Inside Housing has already reported that Notting Hill Genesis will in the short term only focus on existing projects rather than look to add to its pipeline.
According to the accounts, this has meant the association started work on only 1,018 new homes last year, falling well short of its target of 2,240.
It blamed this on the delay in selling homes built for sale and shared ownership, which saw its homes take on average 26 weeks to sell after being built, well above its target of 12 weeks.
In February, Inside Housing reported that Notting Hill Genesis had 400 homes sitting unsold amid a “massive slowdown” in market sale in London.

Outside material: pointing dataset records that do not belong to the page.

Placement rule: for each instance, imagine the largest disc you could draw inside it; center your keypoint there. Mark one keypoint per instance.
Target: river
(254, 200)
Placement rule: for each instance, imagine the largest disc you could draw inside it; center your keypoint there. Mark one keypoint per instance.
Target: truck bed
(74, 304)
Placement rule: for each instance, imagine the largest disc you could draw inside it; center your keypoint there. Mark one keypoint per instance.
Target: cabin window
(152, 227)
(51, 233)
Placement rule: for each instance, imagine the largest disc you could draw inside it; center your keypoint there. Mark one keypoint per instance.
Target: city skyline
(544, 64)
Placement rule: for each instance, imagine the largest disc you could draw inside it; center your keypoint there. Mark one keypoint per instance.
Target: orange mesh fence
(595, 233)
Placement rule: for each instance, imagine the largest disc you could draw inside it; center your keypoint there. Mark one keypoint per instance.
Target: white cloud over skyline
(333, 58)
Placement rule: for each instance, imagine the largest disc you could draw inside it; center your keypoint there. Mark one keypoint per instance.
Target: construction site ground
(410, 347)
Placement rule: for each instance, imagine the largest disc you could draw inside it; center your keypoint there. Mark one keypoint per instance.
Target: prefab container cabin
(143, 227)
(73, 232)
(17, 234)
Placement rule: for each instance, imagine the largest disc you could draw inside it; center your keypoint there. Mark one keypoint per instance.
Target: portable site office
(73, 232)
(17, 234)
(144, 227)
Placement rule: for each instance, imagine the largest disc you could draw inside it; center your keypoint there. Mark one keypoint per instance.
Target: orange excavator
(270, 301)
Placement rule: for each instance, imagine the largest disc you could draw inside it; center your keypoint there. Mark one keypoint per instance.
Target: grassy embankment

The spokesperson said: “The lack of clarity around Brexit is having a profound effect on the sales market in particular with people unsure about whether to buy at this stage, wondering what will happen to house prices and questioning whether interest rates will rise.
“These decisions are even harder for people for whom affordable housing is the only option to get on the housing ladder.”
Notting Hill Genesis’ accounts also showed that it made a surplus of £107.2m last year, down from £136.7m in the previous year.
This reduction was mainly down to the fact that the group’s turnover fell from £695.6m to £670.6m, which was largely due to the fall in the amount of money it made from properties for sale.